After the meeting, a gentleman who is relatively new to the synagogue but who has a few years on me and no small amount of experience in the ups-and-downs of ministry himself took me aside (actually, helped me move a table and a few other things for a family member) and talked with me about the dangers of letting ourselves be trapped in the perceived betrayals of the past rather than moving on into the future. In particular, he warned me about the dangers of coming to enjoy the sympathy of others: It can easily become an addiction, one that leads us to wallow in the pain of the past in the hopes of sparking more sympathy.
While I had thought myself already at peace with events, some of the specific examples he pointed to in my way of explaining the situation struck home. This gave me the chance to repent of (what I think is) the last of my anger and put on fully the intent of simply moving forward. This is why, while I find it necessary to make some statement about events, I am being purposefully vague and leaving out all names: It truly doesn’t matter anymore. I will answer any final questions from close friends, but then I ask that everyone drop the subject so that I–and indeed, everyone affected–can move on.
Another also said, “I want to follow you, Lord, but first allow me to say good-bye to those who are at my house.” But Yeshua said to him, “No one, having put his hand to the plow, and looking back, is fit for the Kingdom of God.” (Luke 9:61-62)
When a farmer wants to plow a field, he has to keep his eye on the end of the field if he wants to keep his furrow in a nice, straight line. If he keeps looking back, he’ll end up weaving the line all over the place, even destroying the already-completed furrow next to him.
Because of the questioner in Luke’s narrative, we always think of the things that might hold us back as being material or family concerns, but old wrongs and wounds can make our heads whip around to the rear even faster than old comforts. But no enemy is ever wounded by our anger or our bitterness, and if he notices us looking back to glare at him at all, he’s more likely to enjoy our ire than he is to regret it.
Yeshua commands us to forgive those who sin against us, love our enemies, pray for those who persecute us, and to help those we hate the most–not ultimately for their good, for many of those we turn the other cheek to will never repent and turn to Yeshua for their salvation. He commands us to do so for our own sakes and for the sake of the Kingdom of Heaven.
So this is the last I intend to write here about the situation, barring some major turnaround that will lead to the praise of Hashem:
For now, opinions among those who have come to me are divided about whether to continue to worship in the same synagogue at all, but we have united around building a weekly dinner-and-a-Bible-study group whose schedule and purpose will be designed not to conflict with anyone’s attendance at the synagogue.

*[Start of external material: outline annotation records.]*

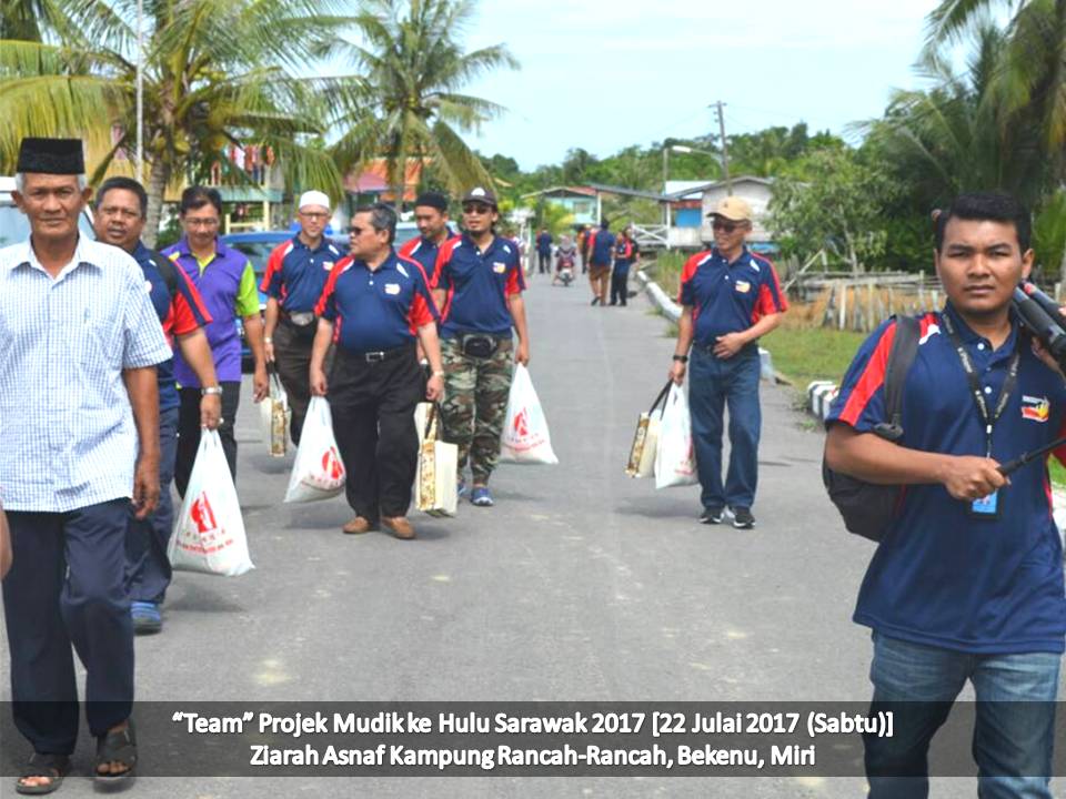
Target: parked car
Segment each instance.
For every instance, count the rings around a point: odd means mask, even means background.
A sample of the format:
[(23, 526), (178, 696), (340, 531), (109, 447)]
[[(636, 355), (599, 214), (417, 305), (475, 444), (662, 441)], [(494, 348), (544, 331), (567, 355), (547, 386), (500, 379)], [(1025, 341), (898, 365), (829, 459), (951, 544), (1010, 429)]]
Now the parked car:
[[(19, 211), (11, 198), (14, 191), (14, 178), (0, 176), (0, 247), (10, 244), (18, 244), (26, 241), (30, 235), (30, 221)], [(92, 218), (89, 211), (81, 215), (78, 221), (78, 227), (82, 235), (95, 239), (97, 234), (92, 231)]]

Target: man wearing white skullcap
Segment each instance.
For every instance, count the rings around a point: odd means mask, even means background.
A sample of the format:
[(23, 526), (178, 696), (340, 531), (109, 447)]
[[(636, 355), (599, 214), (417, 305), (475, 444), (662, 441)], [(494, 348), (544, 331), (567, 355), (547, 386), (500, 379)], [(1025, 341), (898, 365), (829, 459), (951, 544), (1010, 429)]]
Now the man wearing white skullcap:
[(300, 232), (270, 254), (260, 287), (268, 297), (266, 361), (276, 367), (289, 395), (292, 441), (299, 444), (311, 400), (314, 305), (343, 253), (322, 235), (330, 221), (330, 199), (323, 192), (300, 195), (296, 221)]

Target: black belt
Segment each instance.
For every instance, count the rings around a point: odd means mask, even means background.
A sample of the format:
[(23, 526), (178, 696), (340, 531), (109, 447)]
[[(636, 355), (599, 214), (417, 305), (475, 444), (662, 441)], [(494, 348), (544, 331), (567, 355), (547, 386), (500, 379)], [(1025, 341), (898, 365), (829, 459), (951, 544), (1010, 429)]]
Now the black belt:
[[(701, 344), (700, 342), (693, 342), (692, 346), (703, 350), (708, 355), (714, 355), (714, 347), (717, 346), (717, 342), (715, 342), (714, 344)], [(753, 342), (748, 342), (747, 344), (742, 346), (740, 350), (736, 351), (736, 355), (740, 355), (742, 353), (750, 353), (753, 350), (756, 352), (758, 351), (758, 338), (756, 338)], [(736, 355), (734, 355), (733, 357), (736, 357)], [(714, 355), (714, 356), (717, 357), (717, 355)]]
[(343, 358), (349, 361), (362, 361), (363, 363), (381, 363), (382, 361), (391, 361), (395, 357), (401, 357), (406, 354), (414, 355), (414, 344), (404, 344), (403, 346), (393, 347), (392, 350), (369, 350), (369, 351), (355, 351), (348, 350), (343, 346), (338, 347), (338, 354)]
[(313, 313), (312, 311), (298, 311), (296, 313), (299, 313), (299, 314), (308, 314), (308, 313), (310, 313), (310, 314), (311, 314), (311, 321), (308, 322), (306, 324), (299, 324), (299, 323), (296, 323), (296, 322), (293, 321), (292, 314), (289, 313), (288, 311), (285, 311), (284, 309), (280, 309), (280, 310), (279, 310), (279, 317), (280, 317), (281, 321), (284, 322), (285, 324), (288, 324), (288, 325), (290, 325), (290, 326), (292, 326), (292, 327), (295, 327), (295, 328), (298, 328), (298, 330), (303, 330), (304, 327), (310, 327), (311, 325), (313, 325), (313, 324), (315, 323), (315, 316), (314, 316), (314, 313)]

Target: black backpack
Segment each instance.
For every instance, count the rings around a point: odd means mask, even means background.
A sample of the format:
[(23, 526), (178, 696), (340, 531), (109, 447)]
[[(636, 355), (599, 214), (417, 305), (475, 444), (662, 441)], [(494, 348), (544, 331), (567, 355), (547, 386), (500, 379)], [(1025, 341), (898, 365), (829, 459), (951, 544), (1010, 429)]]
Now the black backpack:
[(170, 299), (173, 300), (174, 295), (178, 294), (178, 275), (175, 270), (178, 269), (174, 265), (174, 262), (169, 257), (163, 255), (160, 252), (154, 250), (152, 252), (152, 264), (163, 276), (163, 282), (167, 284), (167, 293), (170, 294)]
[[(874, 427), (874, 433), (886, 441), (896, 442), (903, 436), (903, 390), (907, 372), (918, 352), (921, 334), (922, 326), (917, 317), (896, 317), (896, 335), (885, 371), (885, 413), (888, 421)], [(834, 472), (824, 457), (822, 482), (849, 533), (874, 542), (884, 537), (901, 499), (902, 486), (875, 485)]]

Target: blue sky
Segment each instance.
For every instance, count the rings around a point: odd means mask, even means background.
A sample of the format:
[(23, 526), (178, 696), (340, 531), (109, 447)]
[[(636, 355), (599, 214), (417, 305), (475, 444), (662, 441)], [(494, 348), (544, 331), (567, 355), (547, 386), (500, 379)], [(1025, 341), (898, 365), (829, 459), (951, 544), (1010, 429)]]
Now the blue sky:
[[(509, 113), (472, 143), (523, 169), (581, 146), (792, 125), (846, 133), (878, 117), (913, 64), (936, 0), (482, 0), (467, 48), (504, 42), (521, 61), (469, 87)], [(715, 128), (716, 130), (716, 128)], [(852, 135), (854, 138), (854, 135)]]

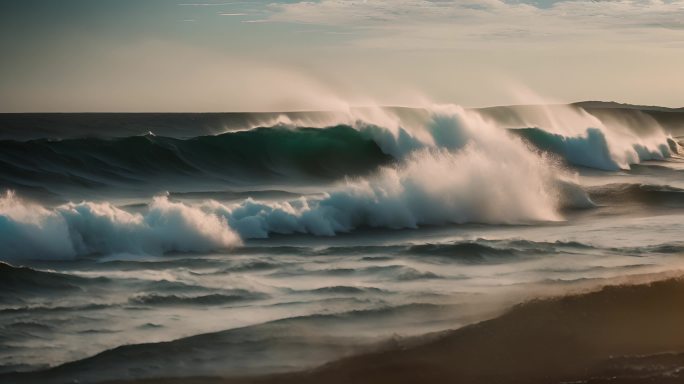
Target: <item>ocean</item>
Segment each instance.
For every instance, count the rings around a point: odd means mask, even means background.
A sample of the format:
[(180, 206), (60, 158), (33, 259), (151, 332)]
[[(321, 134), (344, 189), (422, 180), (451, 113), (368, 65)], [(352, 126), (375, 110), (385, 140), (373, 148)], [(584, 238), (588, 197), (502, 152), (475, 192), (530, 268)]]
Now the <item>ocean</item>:
[(0, 379), (296, 371), (680, 270), (683, 141), (600, 102), (2, 114)]

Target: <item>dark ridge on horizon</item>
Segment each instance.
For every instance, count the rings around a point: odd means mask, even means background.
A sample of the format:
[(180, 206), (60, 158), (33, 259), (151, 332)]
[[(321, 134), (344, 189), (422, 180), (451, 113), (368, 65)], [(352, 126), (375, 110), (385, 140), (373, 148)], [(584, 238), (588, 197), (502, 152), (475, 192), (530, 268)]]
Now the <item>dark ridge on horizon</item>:
[[(438, 103), (439, 104), (439, 103)], [(550, 104), (500, 104), (480, 107), (464, 107), (466, 109), (489, 109), (489, 108), (514, 108), (514, 107), (541, 107), (541, 106), (578, 106), (590, 109), (637, 109), (643, 111), (658, 111), (658, 112), (684, 112), (684, 107), (664, 107), (659, 105), (645, 105), (621, 103), (619, 101), (602, 101), (602, 100), (582, 100), (570, 103), (550, 103)], [(402, 106), (402, 105), (380, 105), (379, 108), (388, 109), (423, 109), (421, 106)], [(366, 109), (375, 108), (375, 106), (355, 105), (351, 109)], [(317, 109), (293, 109), (281, 111), (34, 111), (34, 112), (0, 112), (0, 115), (270, 115), (274, 113), (284, 114), (309, 114), (309, 113), (330, 113), (337, 112), (335, 110), (317, 110)]]

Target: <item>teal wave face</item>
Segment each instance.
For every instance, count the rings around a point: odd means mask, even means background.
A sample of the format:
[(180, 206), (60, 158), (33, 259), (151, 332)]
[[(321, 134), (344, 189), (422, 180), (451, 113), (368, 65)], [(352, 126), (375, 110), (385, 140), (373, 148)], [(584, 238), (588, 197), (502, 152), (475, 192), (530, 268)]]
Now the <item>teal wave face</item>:
[(0, 141), (0, 188), (54, 190), (179, 182), (333, 180), (392, 161), (348, 126), (259, 128), (192, 139)]

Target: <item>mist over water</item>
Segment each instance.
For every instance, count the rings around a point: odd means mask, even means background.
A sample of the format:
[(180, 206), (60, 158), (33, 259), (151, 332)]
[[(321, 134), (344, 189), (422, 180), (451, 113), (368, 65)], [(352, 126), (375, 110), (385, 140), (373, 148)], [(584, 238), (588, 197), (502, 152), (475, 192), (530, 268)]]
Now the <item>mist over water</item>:
[[(201, 134), (184, 116), (146, 116), (159, 129), (136, 134), (74, 136), (87, 116), (3, 131), (0, 372), (102, 351), (54, 381), (296, 370), (540, 291), (680, 268), (681, 138), (612, 113), (369, 107)], [(166, 360), (145, 344), (170, 340)]]

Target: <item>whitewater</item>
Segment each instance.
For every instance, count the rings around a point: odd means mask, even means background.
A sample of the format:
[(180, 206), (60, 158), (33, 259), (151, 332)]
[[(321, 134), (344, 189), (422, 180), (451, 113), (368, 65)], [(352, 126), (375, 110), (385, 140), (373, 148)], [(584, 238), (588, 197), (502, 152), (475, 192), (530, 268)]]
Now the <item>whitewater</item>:
[(680, 268), (684, 118), (663, 113), (2, 116), (0, 373), (296, 370)]

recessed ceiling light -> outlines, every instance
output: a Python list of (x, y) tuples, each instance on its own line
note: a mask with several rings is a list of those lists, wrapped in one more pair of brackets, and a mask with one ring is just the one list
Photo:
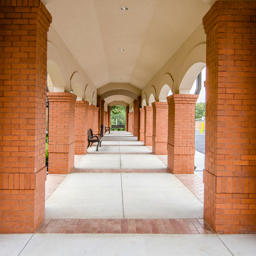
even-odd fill
[(120, 8), (120, 10), (122, 11), (128, 11), (129, 8), (128, 7), (121, 7)]

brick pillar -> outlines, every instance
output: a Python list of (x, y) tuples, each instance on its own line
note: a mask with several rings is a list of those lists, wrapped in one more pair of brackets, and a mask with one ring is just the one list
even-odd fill
[[(99, 115), (100, 108), (96, 107), (94, 109), (94, 132), (93, 133), (97, 134), (100, 133), (100, 127), (99, 127)], [(100, 132), (99, 132), (99, 130)]]
[(129, 130), (129, 107), (126, 107), (126, 113), (125, 117), (125, 130), (128, 132)]
[(111, 128), (111, 107), (108, 107), (108, 126)]
[(101, 96), (100, 95), (97, 95), (97, 107), (99, 108), (99, 113), (98, 115), (98, 124), (96, 127), (98, 128), (98, 130), (97, 131), (96, 133), (100, 133), (100, 123), (101, 123), (101, 114), (100, 114), (100, 111), (101, 109)]
[(133, 136), (138, 136), (138, 123), (139, 123), (139, 102), (138, 100), (133, 101)]
[(68, 174), (74, 168), (75, 106), (76, 95), (47, 92), (49, 173)]
[(174, 173), (194, 173), (196, 103), (198, 95), (167, 97), (168, 167)]
[(87, 122), (88, 129), (92, 129), (92, 133), (94, 133), (94, 125), (95, 125), (95, 106), (94, 105), (89, 105), (88, 106), (88, 116)]
[(128, 122), (128, 131), (131, 132), (131, 113), (128, 113), (128, 118), (129, 120)]
[(40, 1), (16, 2), (1, 0), (0, 9), (0, 233), (33, 233), (44, 218), (52, 17)]
[(144, 145), (152, 146), (153, 132), (153, 108), (152, 106), (144, 106)]
[(168, 103), (156, 102), (153, 108), (152, 152), (155, 155), (167, 155), (168, 140)]
[(134, 112), (132, 111), (132, 131), (131, 132), (133, 134), (134, 136), (134, 134), (133, 133), (134, 131), (133, 131), (133, 126), (134, 125)]
[(203, 20), (204, 218), (217, 234), (256, 233), (255, 21), (245, 1), (216, 2)]
[(75, 111), (75, 154), (84, 155), (87, 153), (88, 129), (87, 122), (88, 105), (85, 100), (76, 102)]
[(145, 122), (145, 110), (144, 108), (140, 108), (140, 129), (138, 132), (138, 140), (140, 141), (144, 141), (144, 124)]

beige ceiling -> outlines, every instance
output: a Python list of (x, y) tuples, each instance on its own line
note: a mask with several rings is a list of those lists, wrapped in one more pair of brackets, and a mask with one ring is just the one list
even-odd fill
[(96, 88), (121, 82), (141, 89), (201, 23), (211, 1), (43, 1), (52, 25)]

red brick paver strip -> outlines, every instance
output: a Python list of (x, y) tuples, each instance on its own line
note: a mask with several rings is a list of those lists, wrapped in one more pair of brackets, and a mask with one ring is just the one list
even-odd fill
[(45, 219), (36, 233), (214, 234), (203, 219)]
[(202, 179), (194, 174), (176, 174), (175, 176), (204, 204), (204, 186)]

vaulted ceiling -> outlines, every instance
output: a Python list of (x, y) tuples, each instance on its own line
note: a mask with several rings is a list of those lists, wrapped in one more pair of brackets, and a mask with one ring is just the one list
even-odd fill
[(97, 88), (127, 83), (141, 89), (202, 23), (214, 1), (43, 2), (52, 25)]

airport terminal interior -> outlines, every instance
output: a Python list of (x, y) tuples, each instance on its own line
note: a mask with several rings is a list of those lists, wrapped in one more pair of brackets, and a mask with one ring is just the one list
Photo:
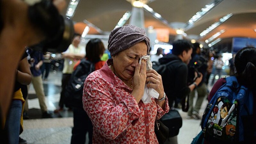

For the initial phase, membership will be restricted to current and former members of the synagogue, but even in the first meeting, there was a clear intention to grow beyond that, and we anticipate needing to rent a larger space or else to divide into smaller groups as we grow. The exciting thing is that we have several members who are handy with computers and electronics, and we are already planning to both stream and record our studies so that others can join us online. As we work out those details in the coming weeks, I’ll keep my readers posted here.
Shalom, and keep your eyes front, soldiers!